For example, automatically generating the intrinsic -> signature table in rustc_platform_intrinsics
.
I think we are coming from different points. Compile-time dynamic allocation is equivalent to generating an array of a size unknown in parse-time (which is what you referred to with [T; n]
). const_eval
is not a form of code generation - it uses exactly the same types as the outer Rust, so it can't really generate arrays of non-fixed sizes, with Rust not being dependently typed and all of that.
Types are allowed to depend on macros in a very flexible way. Allowing macros to depend on (target) types in a similarly flexible way will create a very annoying circular dependency.
You can see that the papers you linked don't allow compile-time code to declare types.
Actually, it might be the case that we don't precisely understand one another.
First, const-eval can run in the middle of type-checking. When we get integer generics, there will be type-checking -> const-eval -> type-checking cycles. It is not separable from it.
However, in most cases what you want is a kind of a "monomorphization hack": to run after types are inferred, and execute code that generates code for a function/static according to these types. I don't see that much theoretical problem with that idea (especially now that we have specialization).

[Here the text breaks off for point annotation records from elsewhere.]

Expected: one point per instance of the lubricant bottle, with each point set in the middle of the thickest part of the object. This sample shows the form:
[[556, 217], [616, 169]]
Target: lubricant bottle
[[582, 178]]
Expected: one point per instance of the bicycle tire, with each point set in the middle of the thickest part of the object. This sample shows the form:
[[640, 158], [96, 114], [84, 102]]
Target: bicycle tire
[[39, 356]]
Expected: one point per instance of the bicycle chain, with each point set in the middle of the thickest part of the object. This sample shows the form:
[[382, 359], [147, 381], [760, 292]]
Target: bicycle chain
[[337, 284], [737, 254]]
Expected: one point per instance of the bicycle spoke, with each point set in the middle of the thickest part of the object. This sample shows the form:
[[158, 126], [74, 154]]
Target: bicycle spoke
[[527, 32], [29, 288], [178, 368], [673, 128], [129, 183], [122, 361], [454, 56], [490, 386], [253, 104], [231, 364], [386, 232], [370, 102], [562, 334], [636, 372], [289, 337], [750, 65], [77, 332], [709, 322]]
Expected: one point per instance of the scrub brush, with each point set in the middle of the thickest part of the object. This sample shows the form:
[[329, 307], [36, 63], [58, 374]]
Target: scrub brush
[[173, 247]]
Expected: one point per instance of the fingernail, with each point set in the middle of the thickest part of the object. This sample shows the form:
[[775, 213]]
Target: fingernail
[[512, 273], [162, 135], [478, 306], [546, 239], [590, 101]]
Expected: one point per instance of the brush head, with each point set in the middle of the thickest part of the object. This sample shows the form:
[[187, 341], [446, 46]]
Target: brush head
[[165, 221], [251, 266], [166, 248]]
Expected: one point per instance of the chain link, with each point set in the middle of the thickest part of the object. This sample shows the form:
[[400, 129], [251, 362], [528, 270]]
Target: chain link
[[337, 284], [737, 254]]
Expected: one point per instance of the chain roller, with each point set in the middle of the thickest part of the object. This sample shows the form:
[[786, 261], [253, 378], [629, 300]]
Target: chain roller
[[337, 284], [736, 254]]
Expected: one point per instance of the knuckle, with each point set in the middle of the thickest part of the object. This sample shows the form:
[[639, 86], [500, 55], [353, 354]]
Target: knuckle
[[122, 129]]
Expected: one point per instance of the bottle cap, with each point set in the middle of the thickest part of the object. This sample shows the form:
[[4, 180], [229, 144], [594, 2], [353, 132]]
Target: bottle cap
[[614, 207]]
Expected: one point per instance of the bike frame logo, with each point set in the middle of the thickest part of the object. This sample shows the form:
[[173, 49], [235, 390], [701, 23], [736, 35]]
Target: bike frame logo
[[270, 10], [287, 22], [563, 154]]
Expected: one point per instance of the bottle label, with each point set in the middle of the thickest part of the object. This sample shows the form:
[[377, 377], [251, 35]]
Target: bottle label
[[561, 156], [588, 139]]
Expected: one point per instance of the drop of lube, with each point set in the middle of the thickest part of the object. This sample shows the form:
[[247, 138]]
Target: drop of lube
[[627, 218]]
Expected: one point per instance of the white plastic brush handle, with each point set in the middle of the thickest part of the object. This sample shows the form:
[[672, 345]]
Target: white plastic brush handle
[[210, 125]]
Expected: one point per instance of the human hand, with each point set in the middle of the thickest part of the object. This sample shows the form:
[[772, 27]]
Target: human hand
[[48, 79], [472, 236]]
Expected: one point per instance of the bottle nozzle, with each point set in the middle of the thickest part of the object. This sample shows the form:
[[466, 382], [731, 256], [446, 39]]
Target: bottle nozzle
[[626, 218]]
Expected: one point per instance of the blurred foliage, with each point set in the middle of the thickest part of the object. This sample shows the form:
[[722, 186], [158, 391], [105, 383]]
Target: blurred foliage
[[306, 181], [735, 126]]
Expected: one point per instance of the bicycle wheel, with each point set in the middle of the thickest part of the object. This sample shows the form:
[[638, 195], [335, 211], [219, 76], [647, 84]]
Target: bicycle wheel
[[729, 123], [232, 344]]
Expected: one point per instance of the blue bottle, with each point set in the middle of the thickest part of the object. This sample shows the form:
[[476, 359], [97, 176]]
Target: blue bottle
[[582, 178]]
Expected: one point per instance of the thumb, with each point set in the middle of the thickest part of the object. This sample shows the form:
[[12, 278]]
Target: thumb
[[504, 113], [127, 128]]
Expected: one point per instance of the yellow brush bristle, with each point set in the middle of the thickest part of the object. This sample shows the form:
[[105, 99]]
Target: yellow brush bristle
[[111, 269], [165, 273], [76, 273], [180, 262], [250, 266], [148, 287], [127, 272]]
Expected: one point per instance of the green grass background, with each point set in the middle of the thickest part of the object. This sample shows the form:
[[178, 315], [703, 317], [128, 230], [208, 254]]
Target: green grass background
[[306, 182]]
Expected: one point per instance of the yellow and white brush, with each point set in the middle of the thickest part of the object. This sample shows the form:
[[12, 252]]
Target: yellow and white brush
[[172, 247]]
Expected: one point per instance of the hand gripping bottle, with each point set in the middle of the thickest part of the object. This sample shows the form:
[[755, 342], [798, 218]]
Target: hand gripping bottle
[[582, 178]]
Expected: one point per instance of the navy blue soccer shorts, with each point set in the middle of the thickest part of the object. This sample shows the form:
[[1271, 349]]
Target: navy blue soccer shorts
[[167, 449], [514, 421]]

Still, if that code runs on the host, it will have to deal with both host and target types. Because of the complexity of integrating typed AST with Rust, it will probably have to generate an untyped AST, which all the annoyances that implies. There's a good chance that the final design for MIR plugins will allow you to do this.
Of course, your other point is that you want to have plugins in the same source-code as the code you compile. I don't like this, because plugins run in a different execution environment from normal code. Basically the entire pipeline of rustc has to run twice (or more) - once for the plugins, once for the target. If you are doing this, why not move the handling to a higher level?